In this second decade of the third millennium, there are many grave questions be debated in America: the question of the legal protection of innocent human life from conception until natural death; the question of long-term strategy and morally worthy tactics in the war against Islamist jihadism; the question of how we attend to the sick and how we manage immigration; the question of fitting public policy ends to fiscal means; the question of building an appropriate regulatory structure around the biotech revolution so that the new genetic knowledge leads to genuine human flourishing rather than to a stunted and manufactured humanity; the question of the health of American civil society and of the American national character; the list goes on and on. The very question of what should be on “the public policy agenda,” and what ought to be left to the private and independent sectors, is being as vigorously contested in our country today as at any time since the Great Depression and the New Deal. Yet amidst all this churning, the gravest question for our public culture is whether what Father Murray called the “American consensus” — that ensemble of “ethical and political principles drawn from the tradition of natural law” — still holds.

There are reasons to be concerned.

In October 2009, the nation’s political newspaper of record, the Washington Post, ran an editorial condemning what it termed the “extremist views” of a candidate for attorney general of Virginia who had suggested that the natural moral law was still a useful guide to public policy. The Post, determined to nail down the claim that homosexual orientation is the equivalent of race for purposes of U.S. civil rights law, deplored this as “a retrofit [of] the old language of racism, bias, and intolerance in a new context.” Yet the Post’s own claim was, to adopt its language, “extremist.” For it suggested that the label  “bigot” ought to be applied to notable historical personalities who had appealed to the natural moral law in causes the Post would presumably regard as admirable: figures such as Thomas Jefferson, staking America’s claim to independent nationhood on “self-evident” moral truths derived from “the laws of nature”; or Martin Luther King, Jr., arguing in his Letter from Birmingham Jail that “an unjust law is a human law that is not rooted in eternal law and natural law”; or Pope John Paul II, who, at the United Nations in 1995, suggested that the truths of the natural moral law — “the moral logic which is built into human life,” as he put it — could serve as a universal “grammar” enabling cross-cultural dialogue.

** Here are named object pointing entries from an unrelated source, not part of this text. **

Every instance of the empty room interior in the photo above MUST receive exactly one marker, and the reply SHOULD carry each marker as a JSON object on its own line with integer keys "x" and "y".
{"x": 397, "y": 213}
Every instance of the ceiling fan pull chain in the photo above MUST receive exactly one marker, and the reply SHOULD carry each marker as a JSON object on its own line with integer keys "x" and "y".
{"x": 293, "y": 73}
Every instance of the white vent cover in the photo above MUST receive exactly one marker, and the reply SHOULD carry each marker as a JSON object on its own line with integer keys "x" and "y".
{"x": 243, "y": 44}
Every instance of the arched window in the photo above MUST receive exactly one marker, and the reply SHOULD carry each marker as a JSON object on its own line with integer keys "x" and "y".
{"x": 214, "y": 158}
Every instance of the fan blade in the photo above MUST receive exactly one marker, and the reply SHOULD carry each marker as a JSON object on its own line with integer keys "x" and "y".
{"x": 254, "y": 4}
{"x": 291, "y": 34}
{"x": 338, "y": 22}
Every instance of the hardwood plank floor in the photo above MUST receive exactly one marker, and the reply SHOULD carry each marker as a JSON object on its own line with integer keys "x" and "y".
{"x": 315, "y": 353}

Appeals to the natural moral law we can know by reason underwrote the American civil rights revolution. Appeals to that same natural moral law underwrite the pro-life movement, the successor to the civil rights movement. And appeals to the natural moral law have underwritten U.S. international human rights policy for the past thirty years. Until, that is, December 2009, when the Secretary of State of the United States, in a speech at Georgetown University, emptied the concept of religious freedom of everything save the “freedom to worship” while asserting, in a catalogue of what she claimed were fundamental international human rights, that people “must be free…to love in the way they choose” — which “choice” must, presumably, be protected by international human rights covenants and national and local civil rights laws.

This speech, as things turned out, was one harbinger of an assault on religious freedom that continues to this day — an assault that imagines “religious freedom” to be a kind of “privacy right” to certain leisure-time activities, but nothing more than that. This dramatic misconception of religious freedom was evident in the present administration’s attempt to re-write federal employment law by dissolving the “ministerial exemption” that had long protected the integrity of religious institutions. It was evident in the administration’s refusal to continue funding the U.S. bishops’ efforts to help women who had been victims of sex-trafficking (because the Church refused to provide abortion as part of that work). And it has been most dramatically evident in the January HHS mandate that requires all employers (including religious institutions with moral objections and private-sector employers with religiously-informed moral objections) to facilitate the provision of contraceptives, sterilizations, and abortifacient drugs like Plan B and Ella to their employees.                       

All of this suggests that one of the great challenges of your generation, my fellow-members of the Class of 2012 of Benedictine College, will be to rise to the defense of religious freedom in full. And, indeed, what could be a more apt challenge for the graduates of a college named in honor of the saint whose inspired vision and evangelical vision saved the civilization of the classical world when it was in danger of being lost? What better challenge for the graduates of Benedictine College, named for one of the patrons of Europe, whose life-work saved the West as a civilizational enterprise built from the fruitful interaction of Jerusalem, Athens, and Rome?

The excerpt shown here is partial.